El paisaje que nos envolvía desde que habíamos tomado la carretera circular —cubría la franja habitada del país— era lo más parecido al fin del mundo que había visto en mi vida: una extensión inabarcable de piedras quemadas y extraños tumultos. Al parecer, a los islandeses les gustaba apilar rocas para crear aquellos tótems.
—Es escoria volcánica —explicó Elsa al ver que me interesaba por aquella orografía carbonizada—. La gente de aquí coloca una piedra encima de otra para pedir un deseo. Por eso hay tantos tumultos.
—Parece que conoces el país —dije cauto, pero celebrando que volviera a hablar—. ¿Has venido alguna vez de vacaciones?
—No exactamente. Tuve una época loca en la que ganaba mucho dinero y venía aquí a gastarlo.
—¿Te refieres a cuando vivías en Nueva York?
—Sí. Tenía veinte años y trabajaba como modelo. Mis clientes eran agencias de publicidad de primer nivel. Me relacionaba exclusivamente con otras modelos y con ejecutivos jóvenes de Londres y Nueva York. Corrían mucho las drogas, y más de uno se quedó por el camino. Otros quedaron algo tarados como yo.
Tras esta inesperada confesión, Elsa hizo una breve pausa para indicarme que girara a la derecha. Nos internamos por una carretera que surcaba un terreno sembrado de penachos de humo. Desde el coche divisé una central geotérmica.
—En ese ambiente todos teníamos amigos y amigas en las dos ciudades, así que una noche al mes se montaba una juerga en un lugar a medio camino entre Londres y Nueva York: y ese lugar era Reykiavik.
—Nunca habría imaginado que este país fuera un centro de fiestas para ejecutivos —comenté mientras llegábamos a un edificio entre nubes de humo.
—Sólo en ambientes muy exclusivos —respondió indicándome dónde debía aparcar—. Quedábamos por teléfono y aquella misma tarde tomábamos un avión que llegaba aquí hacia medianoche. Cuando acababa la juerga, tomábamos el avión de la mañana sin siquiera haber dormido.
—
¿Y
a qué clase de locales ibais?
—Básicamente, a los bares de diseño de la calle Laugavegur de Reykiavik. Fue así como conocí a Hannes.
Tras apagar el motor, me quedé clavado en el asiento. No podía creer lo que estaba oyendo.
—¿Conociste a Hannes y no me lo habías dicho hasta ahora? —me indigné.
—No supe que era él hasta que lo vi salir de entre los escombros del observatorio, después de la explosión. Lo había visto en el barco a Patmos, pero pensaba que era un turista, por eso permanecí en cubierta todo el tiempo. Creo que él no me vio entonces. Sin duda, era la misma persona que yo había conocido trece años atrás.
—Y aun así disparaste.
—Precisamente porque era él, disparé. Me lo estaba pidiendo con toda su alma. Y había matado a mi padre. Además, tenía que salvarte la vida.

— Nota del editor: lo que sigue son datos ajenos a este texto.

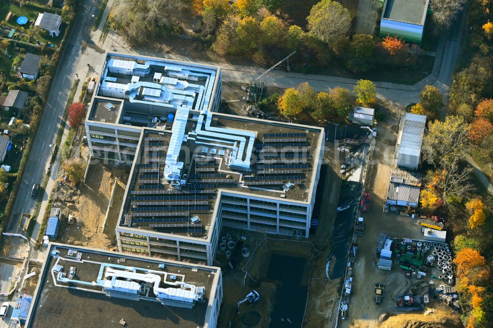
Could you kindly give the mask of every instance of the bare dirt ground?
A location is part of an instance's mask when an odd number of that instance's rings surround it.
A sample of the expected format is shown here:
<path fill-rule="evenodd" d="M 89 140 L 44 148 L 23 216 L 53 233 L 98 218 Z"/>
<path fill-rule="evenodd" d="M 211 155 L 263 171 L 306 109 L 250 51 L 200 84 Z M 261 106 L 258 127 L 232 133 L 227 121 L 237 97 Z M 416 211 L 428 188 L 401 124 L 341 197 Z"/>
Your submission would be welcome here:
<path fill-rule="evenodd" d="M 383 212 L 400 114 L 393 113 L 391 116 L 386 123 L 379 125 L 374 160 L 370 163 L 367 177 L 369 183 L 366 191 L 370 193 L 371 197 L 370 212 L 361 214 L 365 222 L 364 235 L 356 240 L 358 253 L 353 265 L 353 285 L 348 315 L 346 320 L 339 321 L 339 326 L 355 328 L 461 327 L 458 314 L 433 299 L 430 299 L 424 311 L 396 313 L 394 298 L 406 293 L 410 288 L 421 295 L 425 294 L 428 287 L 432 286 L 428 284 L 429 279 L 407 279 L 403 270 L 398 267 L 393 267 L 390 272 L 377 268 L 378 259 L 375 253 L 380 233 L 383 232 L 395 237 L 423 238 L 420 227 L 416 220 Z M 376 282 L 386 284 L 384 299 L 379 306 L 373 301 Z M 385 314 L 390 315 L 390 317 L 382 323 L 383 321 L 379 318 Z"/>
<path fill-rule="evenodd" d="M 76 218 L 74 224 L 64 225 L 63 242 L 103 249 L 111 248 L 110 244 L 115 237 L 114 227 L 128 174 L 126 166 L 115 167 L 101 163 L 91 165 L 85 183 L 76 190 L 71 197 L 70 202 L 73 203 L 68 203 L 67 208 L 63 209 L 66 216 L 72 214 Z M 118 186 L 115 191 L 106 229 L 103 231 L 103 224 L 115 183 Z"/>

—Tendrás que explicarme muchas cosas —repuse desconcertado, mientras salía del coche al aire gélido de primeros de julio en Islandia.
—Lo haré, pero antes quiero tomar un baño. Me trae buenos recuerdos.
Pagamos una entrada para poder entrar en el Blue Lagoon, que, como su nombre indicaba, era una laguna azul con una temperatura especialmente atractiva para los humanos: cuarenta grados.
Tras recibir albornoces y toallas, pasamos por separado a unos lujosos vestuarios a tomar una ducha. Luego salí a aquel paraíso del baño, donde cientos de personas entraban en calor mientras la temperatura exterior helaba el aliento.
Elsa había sido más rápida que yo y me esperaba junto a unas rocas, en el centro de la laguna, que eran verdaderos surtidores de vapor hirviendo. Fui a su encuentro caminando sobre una arcilla con la que los bañistas se hacían mascarillas en la cara. Era una zona muy poco profunda, lo que permitía estar sentado como en una inmensa bañera natural.
—¿Sabes? —dijo Elsa con una sonrisa de oreja a oreja—. Hay tanta agua caliente en el suelo islandés que los agricultores han renunciado a plantar patatas porque les salían hervidas.
—Háblame de Hannes —le pedí reconduciendo la conversación—. ¿Tiene algo que ver el asesinato de tu padre y Renacimiento con vuestra relación de juventud?
—En absoluto. Hannes no podía saber que era yo, porque en aquella época sólo usaba mi nombre artístico. Y, aunque fuimos amantes ocasionales, nunca vio mi documentación. Aquel último día en Patmos se dio cuenta de que me conocía. Por eso hizo como si no me hubiera visto. Cuando subió a la roca contigo, estaba deseando que le matara. Y no sólo para tener una muerte mitológica, como te dije ayer.
—¿Por qué otro motivo?
—Hannes me había amado profundamente, y es muy probable que siguiera enamorado de mí. El azar, que todo lo ordena, le había puesto en la situación que todo amante no correspondido desea secretamente.
—¿Cuál es esa situación?
—Recibir la muerte de sus manos.
—No estoy seguro de que eso sea la norma entre los amantes despechados —opiné mientras empezaba a sentirme como una patata hervida.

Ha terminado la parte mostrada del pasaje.